Group Benefits will soon go broke if changes to its health insurance offerings aren’t made, Commissioner of Administration Kristy Nichols warned legislators Thursday.
“If we do not make the changes now the Office of Group Benefits will not have the money to pay for the health care of its members,” Nichols said.
But some legislators and insurance plan members said other options are available that won’t be as financially devastating to the 230,000 state employees, teachers, retirees and their dependents who are members of Group Benefits, especially retirees on fixed incomes, and time should be given to pursue those options.
“It’s an economic catastrophe for thousands of citizens of Louisiana who do not deserve this,” said Peggy Schwarz of Braithwaite.
Some blamed the Jindal administration for creating the crisis because of poor management and “reckless decisions.”
“We have created a problem we have put on the backs of our state workers” to solve, said state Rep. Kenny Havard, R-Jackson. “I don’t support Obamacare, but I don’t support Jindalcare either,” he said, referring to the federal health insurance overhaul.
He predicted there would be lawsuits because the changes were made without going through the approval process called for in state law.
The House Appropriations Committee took testimony all day Thursday about the pending changes in the health insurance packages and heard pleas for them to get involved.
“Please, please give us some help.

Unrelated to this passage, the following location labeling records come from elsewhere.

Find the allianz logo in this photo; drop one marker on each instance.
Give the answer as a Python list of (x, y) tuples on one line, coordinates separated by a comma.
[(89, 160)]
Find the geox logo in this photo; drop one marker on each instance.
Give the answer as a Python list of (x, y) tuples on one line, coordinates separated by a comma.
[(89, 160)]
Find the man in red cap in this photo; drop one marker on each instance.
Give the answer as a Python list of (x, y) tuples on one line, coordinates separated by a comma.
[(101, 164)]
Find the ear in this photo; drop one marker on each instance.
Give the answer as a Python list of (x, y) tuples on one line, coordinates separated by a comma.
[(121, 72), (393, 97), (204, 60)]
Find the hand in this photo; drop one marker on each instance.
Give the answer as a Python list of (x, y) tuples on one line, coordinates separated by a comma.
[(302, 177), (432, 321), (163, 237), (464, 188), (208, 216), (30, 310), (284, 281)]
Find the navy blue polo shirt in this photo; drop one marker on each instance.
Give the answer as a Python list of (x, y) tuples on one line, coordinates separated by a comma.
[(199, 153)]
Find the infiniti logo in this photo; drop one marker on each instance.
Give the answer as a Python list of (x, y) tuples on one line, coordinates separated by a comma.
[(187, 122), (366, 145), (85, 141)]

We cannot continue in this vein,” said Diane Guillot of West Monroe, president of the Retired State Employees Association. “We have people who live on less than $500 a month.”
After the meeting, Nichols said through a spokeswoman that the administration would consider options suggested during the meeting, including a delay.
Under current plans, Group Benefits members will be offered more of a variety of health plans, and premium costs will remain the same. But members will be facing increased out-of-pocket expenses plus higher deductibles, co-pays, co-insurance and the like. The state and school boards pay 75 percent of the premiums for their employees and retirees. The change shifts some health plan costs to enrollees.
Group Benefits members must make a decision in October about what plan they want to go with. The policies would go into effect in January.
A little more than three years ago, Group Benefits’ reserves stood at more than $500 million. The account today stands at about $200 million, a drop that the administration and legislative fiscal advisors attribute to increased medical and pharmaceutical claims payments and an administration decision to reduce premiums as claims increased.
“If these changes are not made in January, we will have a fund balance of approximately $8 million” come the end of June 2015, Nichols told a crowded committee room.
“$8 million will last us approximately two weeks into July 2015,” she said.
Nichols painted the dire looming financial picture to a packed House committee hearing room crowd that included at least 60 legislators who are hearing from irate constituents about the Group Benefits overhaul, along with dozens of people who carry the insurance. Former Gov. Edwin W. Edwards sat with the public.
Nichols said if the changes aren’t used, the program will be left with either raising premiums by 37 percent for all members or immediately raising premiums by 25 percent then making changes in benefits worth $145 million.
Besides meeting Group Benefit member opposition, another factor arose this week complicating imposition of the changes. Attorney General Buddy Caldwell’s office issued an opinion concluding that Group Benefits did not go through the procedures required by state law to implement them.
Nichols said that the administration would soon advance emergency rule-making then follow up with the longer approval process outlined in the Administrative Procedures Act.
“This is a self-manufactured crisis you are now saying is an emergency,” said state Rep. John Bel Edwards, D-Amite, who sought Caldwell’s legal advice earlier this month. He suggested that the administration drop plans to adopt the rules on an emergency basis and go through the longer process, which requires public input and raises the potential for a legislative hearing. “The plan that comes out at the end is going to be better,” Edwards said.